- Directed by: Peter Raymont
- Written by: Peter Raymont Harold Crooks
- Produced by: Harold Crooks Peter Raymont Jim Munro
- Cinematography: Jonathan Collinson Martin Duckworth Dan Holmberg
- Edited by: Robert Benson John Kramer
- Music by: Doug Wilde
- Production company: Investigative Productions
- Release date: 1988;
- Running time: 59 minutes
- Country: Canada
- Language: English

= The World Is Watching =

The World Is Watching is a Canadian short documentary film, directed by Peter Raymont and released in 1988. The film examines media coverage of the Nicaraguan Revolution through the lens of an ABC News crew on the ground in the country, documenting the various production pressures and limitations that can hamper the efforts of journalists to fully and accurately report a story; its thesis hinges in part on the fact that Nicaraguan president Daniel Ortega's key announcement that he would negotiate with the Contras was made only after the network's news production deadline for the day, leaving the network's initial reports on ABC World News Tonight able to report that he had made a speech but almost completely unable to say anything informative about it.

The film was made with the full participation and support of ABC News anchor Peter Jennings.

Produced for TVOntario and Britain's Channel 4, the film premiered at the 1988 Festival of Festivals.
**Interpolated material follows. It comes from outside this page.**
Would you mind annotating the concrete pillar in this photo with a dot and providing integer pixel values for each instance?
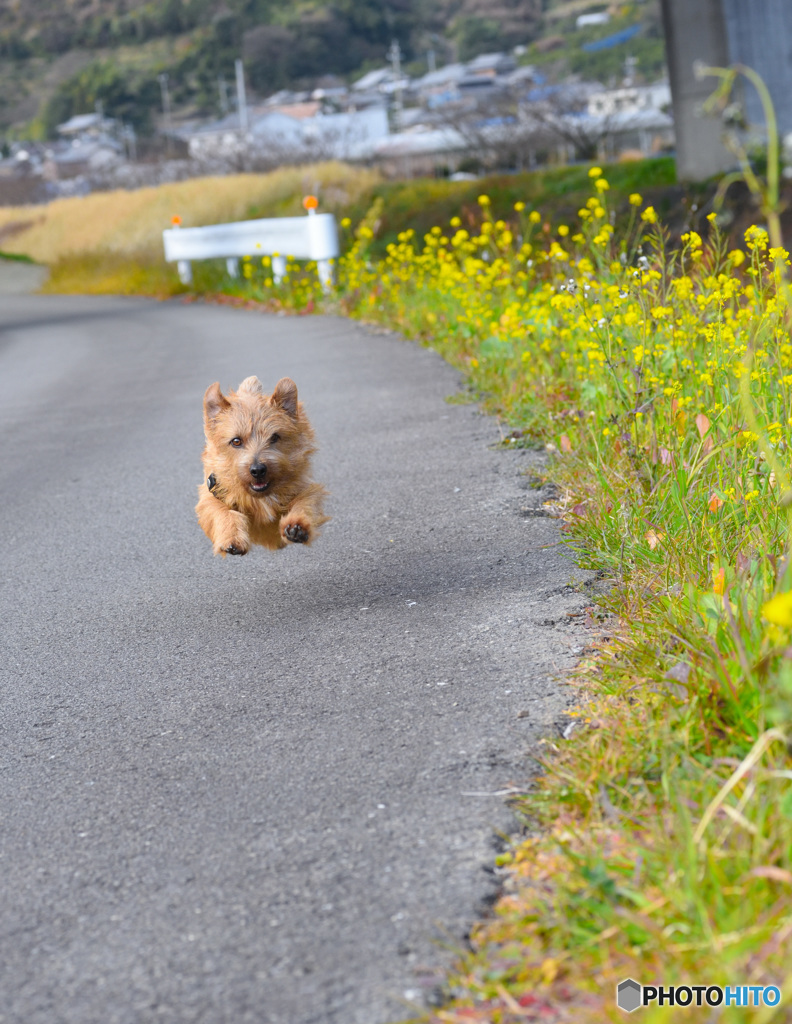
(695, 30)
(759, 35)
It was subsequently screened at the 1989 Berlin Film Festival, where it received an honorable mention for the Peace Award.

It won the Genie Award for Best Short Documentary Film at the 10th Genie Awards in 1989.

==Sequel==
In 2003 Raymont released The World Stopped Watching, a sequel film which returned to Nicaragua to document the effects that the Nicaraguan Revolution still had on life in the country. Raymont received a Gemini Award nomination for Best Direction in a Documentary Program at the 19th Gemini Awards in 2004.